5.1. Baseline Models Results
This table illustrates that SwinIR achieved the highest PSNR and SSIM (0.5976), indicating better reconstruction quality. The LDM model also achieved the lowest FID score (183.72), indicating superior perceptual quality. In contrast, the ESRGAN model recorded the lowest PSNR and SSIM scores but the highest FID score, even though it was the fastest of the models. These results highlight a trade-off between quality and efficiency across the three models shown in
Table 2.
Quantitative results of the performance of ESRGAN, swinir and LDM models using PSNR, SSIM and FID scales show that the SwinIR model achieved the best values in both PSNR (24.82 DB) and SSIM (0.5976), which indicates higher accuracy of reconstruction and better ability to preserve structural characteristics. In contrast, the LDM model recorded the lowest FID score (183.72), indicating higher cognitive realism and greater similarity to the real image distribution. The ESRGAN model ranked last in structural consistency, achieving lower PSNR and SSIM values and the highest FID (237.81), indicating relatively weaker performance in preserving structure.
In general, these results indicate that transformer-based models are more focused on reconstruction accuracy, while diffusion-based models excel at achieving higher cognitive quality. This comparative assessment of the three models is presented in
Figure 12.
The performance trends of the compared models in terms of PSNR, SSIM, and FID show that the SwinIR model achieves clear superiority in the reconstruction-based measures (PSNR and SSIM), while the LDM model achieves the best cognitive performance, with the lowest FID. This visual representation also supports the experimentally arrived at trade-off between structural accuracy and perceptual realism.
These results provide a clear visualization of the impact of different architectures used on the performance of improving the resolution of satellite images, showing how each approach affects the quality of reconstruction and visual perception.

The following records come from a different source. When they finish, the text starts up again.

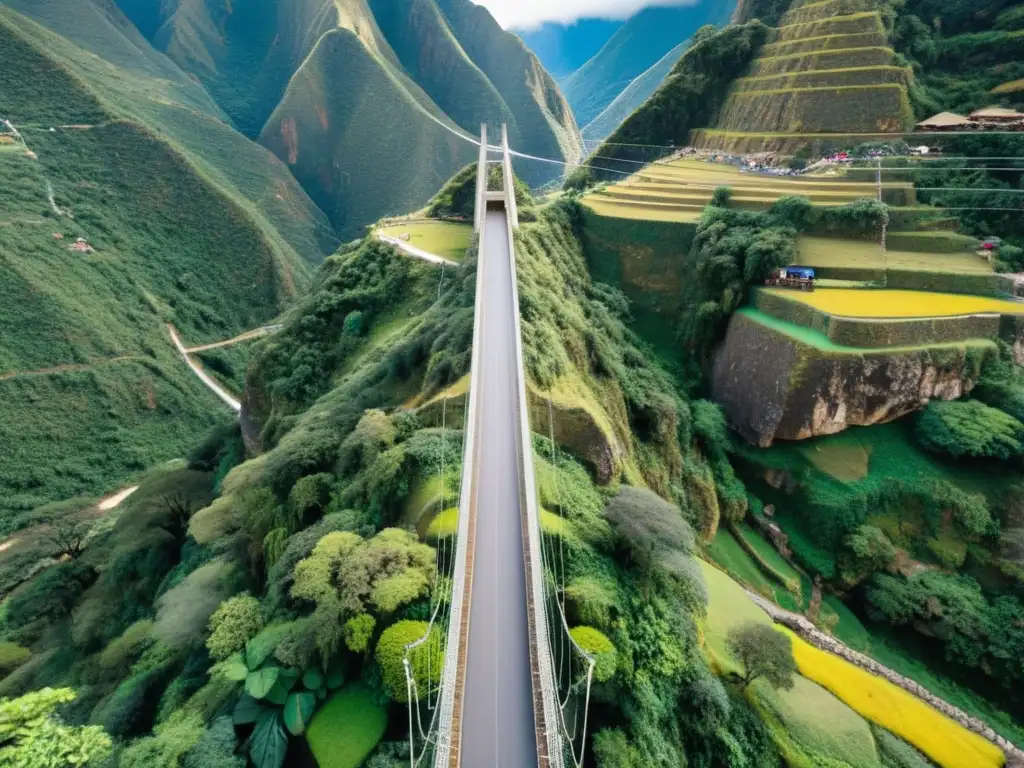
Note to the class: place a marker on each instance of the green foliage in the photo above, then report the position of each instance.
(12, 655)
(346, 576)
(764, 653)
(600, 648)
(232, 625)
(425, 659)
(732, 251)
(168, 745)
(32, 734)
(347, 728)
(358, 632)
(870, 550)
(970, 429)
(976, 632)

5.2. Sequential Pipeline Results
To explore the potential of leveraging the complementary strengths of the models, several two- and three-phase hybrid pathways have been designed, connecting the models sequentially and in multiple arrangements.
Table 3 shows that integrating models (e.g., SwinIR ← ESRGAN, LDM ← ESRGAN, and SwinIR ← LDM) led to minor quantitative improvements on some measures, as reflected in the quantitative results for two-phase and three-phase hybrid tracks. The findings show that sequencing models yield only slight improvements over individual models. As illustrated in
Table 3, the SwinIR LDM pipeline provides a small gain in FID (185.07) over SwinIR only, while achieving a relatively high PSNR (24.19 dB). Likewise, LDM → ESRGAN yields one of the lowest FID values (183.87) but with no significant improvements in PSNR or SSIM. Three-stage pipelines fail to show any consistent advantages over two-stage configurations. In most cases, PSNR and SSIM values decrease marginally compared with the optimal standalone model (SwinIR), and FID gains are small. These results indicate that additive performance gains from sequentially stacking models are not inevitable, presumably due to error propagation and learned redundancy.

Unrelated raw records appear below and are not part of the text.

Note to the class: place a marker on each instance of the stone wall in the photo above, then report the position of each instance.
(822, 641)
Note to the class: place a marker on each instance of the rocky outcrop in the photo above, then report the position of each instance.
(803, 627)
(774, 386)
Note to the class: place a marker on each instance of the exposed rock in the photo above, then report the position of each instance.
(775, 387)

Figure 13 shows Model order is a factor which affects performance without providing any significant improvement.
As shown in
Figure 13, while some two-stage hybrid pipeline combinations marginally improve perceptual quality (FID), Reconstruction quality, in terms of PSNR and SSIM metrics, does not improve significantly when compared to the highest performing individual model.
Similarly, As shown in
Figure 14, moving onto three stage architectures does not result in proportional improvements; rather, there is an instance where one metric decreases slightly.
Overall, the hybrid pipelines showed only small quantitative improvements but made the computation more complex.
5.4. Fine-Tuning Using LoRA
This table illustrates that SwinIR achieved the highest PSNR and SSIM values, indicating superior reconstruction quality. LDM obtained the lowest FID score, reflecting better perceptual realism. In contrast, ESRGAN recorded the lowest PSNR and SSIM with the highest FID.
The results of the LoRA-fine-tuned models show significant gains across all assessment measures compared to the baseline, as shown in
Table 5. The SwinIR with LoRA achieves the best reconstruction fidelity, with PSNR 36.20 dB and SSIM 0.8650, guaranteeing high structural preservation and pixel-level accuracy. The perceptual realism in LDM is impressive, as that amount reduces FID (44.96).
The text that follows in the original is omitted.